Need To Know

Legislation to boost the tax rate on carried interest is going back before Congress. In addition to the plans laid out in President Barack Obama’s budget for fiscal 2010, Rep. Sander Levin, a Democrat from Michigan, has reintroduced his own proposal, which first made an appearance in the House of Representatives in 2007 but never made it into law.

The bill this time around is very similar to its previous incarnation, moving to treat carried interest as ordinary income, rather than capital gains, a designation that would lift the tax rate to 35 percent or more. Levin sees the issue in stark terms, boiling it all down to “a basic issue of fairness,” according to a statement announcing the bill’s reintroduction, and he was clear about his expectations for the bill’s impact on the appetite for investing with buyout shops, venture capital firms, hedge funds and other affected entities.

“Anyone who actually invests money in these funds will continue to receive capital gains treatment, including the managers,” he said, concluding: “There is no reason to expect the amount of capital available for these kinds of investments will be reduced.”

Of course, that’s a matter that’s still up for debate.
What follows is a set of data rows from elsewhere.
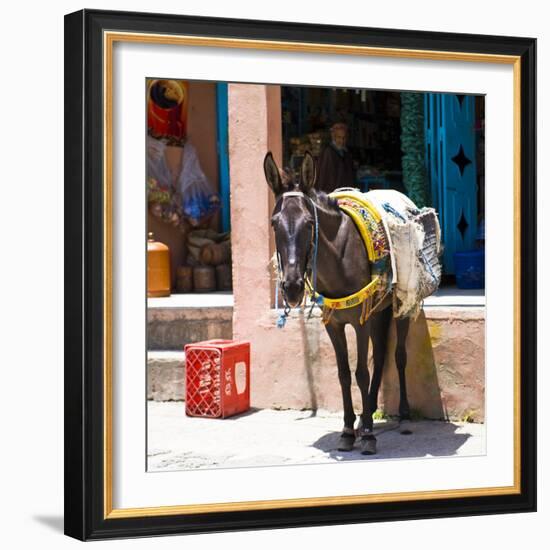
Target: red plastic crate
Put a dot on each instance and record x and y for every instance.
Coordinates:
(217, 378)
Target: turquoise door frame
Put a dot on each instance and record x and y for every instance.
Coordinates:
(451, 161)
(223, 153)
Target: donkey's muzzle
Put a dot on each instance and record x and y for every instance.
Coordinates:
(294, 291)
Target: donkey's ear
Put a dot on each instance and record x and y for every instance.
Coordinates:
(272, 174)
(308, 173)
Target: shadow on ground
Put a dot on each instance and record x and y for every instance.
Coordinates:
(428, 439)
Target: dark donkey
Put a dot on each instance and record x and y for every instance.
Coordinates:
(342, 268)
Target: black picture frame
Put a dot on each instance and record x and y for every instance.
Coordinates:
(85, 517)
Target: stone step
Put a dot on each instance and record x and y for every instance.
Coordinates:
(170, 328)
(166, 375)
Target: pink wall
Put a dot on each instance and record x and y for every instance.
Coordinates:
(295, 367)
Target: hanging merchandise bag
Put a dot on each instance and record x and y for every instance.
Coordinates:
(199, 201)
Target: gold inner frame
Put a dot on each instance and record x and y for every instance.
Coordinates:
(109, 39)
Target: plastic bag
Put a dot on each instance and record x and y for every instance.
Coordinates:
(163, 197)
(199, 201)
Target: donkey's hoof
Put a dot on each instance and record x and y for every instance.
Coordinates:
(368, 445)
(405, 427)
(346, 442)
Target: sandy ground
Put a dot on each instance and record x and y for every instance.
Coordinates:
(265, 437)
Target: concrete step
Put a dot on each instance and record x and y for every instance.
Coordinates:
(166, 375)
(170, 328)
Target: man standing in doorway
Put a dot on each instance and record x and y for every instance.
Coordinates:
(335, 165)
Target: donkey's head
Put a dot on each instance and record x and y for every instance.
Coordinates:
(293, 221)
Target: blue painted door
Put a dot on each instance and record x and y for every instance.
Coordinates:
(223, 153)
(451, 159)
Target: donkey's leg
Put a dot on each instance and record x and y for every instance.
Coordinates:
(380, 324)
(337, 336)
(402, 329)
(368, 441)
Of more pressing concern are some of the differences in the latest bill, which New York-based law firm Paul, Weiss, Rifkind, Wharton & Garrison LLP said “goes further than the prior proposals in some important respects” in a memo to clients.

For example, the current draft proposal lays the groundwork for publicly-traded partnerships, such as The Blackstone Group, Fortress Investment Group, and others, to be taxed as corporations, according to the memo, a development that would bulk up their tax burden, although Paul, Weiss noted there is a transition condition in place that would exempt partnerships in existence upon the law’s enactment from application of the rule for 10 years. The bill also includes a provision that appears to shut down a PFIC (passive foreign investment company) structure that Paul, Weiss said was previously discussed as an end-around a higher rate in the wake of the first bill.

Richard Bronstein, a partner with Paul, Weiss, told Buyouts the current bill not only plugs these kind of gaps, it also provides the Treasury Department with a “very broad grant” to react to changes in structure that buyout shops might make to combat the impact of the legislation.

The provision in question allows the Treasury Secretary to modify regulations in order to “prevent avoidance” of the purposes of the bill. So be warned, buyout pros, if this bill finds its way into law, a clever new legal structure isn’t likely to hold the tax man at bay.